Author: Juliana Botelho, Pegasus Scientificus, Brazil
Co-authors: Adlane Vilas-Boas, Jennifer Metcalfe, Alicianne Gonçalves, Hauke Riesch, Jonathan Mendel
Since their first boom about ten years ago, science blogs were believed to offer new possibilities of writing about scientific issues for a lay audience. Seen either as open, democratic forum or a new mode of scientific writing and reading – more fluid, conversational, trustworthy and editorially independent in character – science blogs raised many expectations since their emergence.
Yet, many scholars argue that some of these expectations were rarely, if ever, met. And even if most scholarly reviews account for a diversity of science blogging initiatives, a number of them have come to the conclusion that these platforms have left behind the golden days.
In this panel participants are invited to question the survival of blogs, by bringing forth the following contributions:
- “Dialogues with science: what makes a blog last?”, by Juliana Botelho and Adlane Vilas-Boas. This work is an attempt to reflect on the challenges of both science blogging and blog evaluation, by examining a particular case study – a Brazilian blog called “Diálogos c/ Ciência”.

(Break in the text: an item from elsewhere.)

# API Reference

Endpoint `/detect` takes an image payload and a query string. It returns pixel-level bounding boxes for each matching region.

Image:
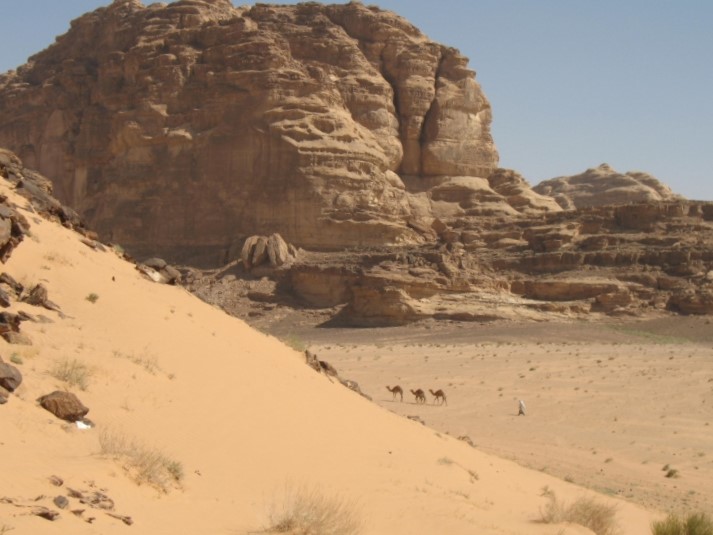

- “Climate change on the internet soapbox: Preaching to the converted”, by Jenni Metcalfe. This presentation will compare the comments from two prominent climate blogs in Australia: one from a climate sceptic and one from a supporter of anthropogenic-climate change.
- “A political and scientific issue: discourses about racial diversity in science blogs”, by Alicianne Gonçalves. This communication analyses the discourses employed on two Darwinist Brazilian blogs: “Darwin e Deus” and “Haeckeliano”.
- “Science communication and the internets: tricksters, trolls and rhizomes”, by Hauke Riesch and Jonathan Mendel. Large-scale online science communication projects often construct very ordered, controlled spaces for discussion. However, we draw on Deleuze and Guattari’s work to argue that this is rather dull compared to the pleasures of more rhizomatic, less centralised approaches to public engagement.